4. Ira Katznelson, City Trenches: Urban Politics and the Patterning of Class in the United States (1981)

City Trenches is an essential book for anyone studying the history of Washington Heights. It is, however, a dense book, and I would recommend brushing up on Marxist theory before sitting down with it. Katznelson argues that instead of breaking down and reshaping urban politics, the minority-majority of Washington Heights was boxed into the traditional "trenches" of machine politics. Black and Latino resident-activists did not achieve their radical aims of integration and equality during the urban crisis because the city's political structure of community boards pushed their complaints down to the local level where big, systemic changes like housing reform and public school funding could not be resolved. The result was to force community activism into the mold of old-school ethnic politics, where each ethnic or racial group competed for the few gains possible within the scope of their limited power.

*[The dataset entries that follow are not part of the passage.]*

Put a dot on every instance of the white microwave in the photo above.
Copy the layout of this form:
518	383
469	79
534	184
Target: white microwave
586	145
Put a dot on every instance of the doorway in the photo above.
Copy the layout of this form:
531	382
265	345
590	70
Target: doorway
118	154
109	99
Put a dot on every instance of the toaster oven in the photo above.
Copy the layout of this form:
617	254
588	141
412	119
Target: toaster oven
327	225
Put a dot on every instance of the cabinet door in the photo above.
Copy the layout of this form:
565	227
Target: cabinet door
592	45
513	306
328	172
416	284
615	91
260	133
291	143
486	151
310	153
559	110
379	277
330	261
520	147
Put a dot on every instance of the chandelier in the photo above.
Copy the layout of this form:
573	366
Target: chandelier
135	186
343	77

5. Eric C. Schneider, Vampires, Dragons and Egyptian Kings: Youth Gangs in Postwar New York (2001)

The title of this book is as colorful as the cast of young men and women that it studies. Vampires, Dragons, and Egyptian Kings is not exclusively about Washington Heights--there are also case studies about youth gangs in Hell's Kitchen and the Lower East Side--but one of the best chapters is about a brutal murder in Highbridge Park in 1957. Schneider's writing is very accessible and the book is narrative-driven, making it a great read for a general audience. 

If anyone has other recommendations, I would love to hear them!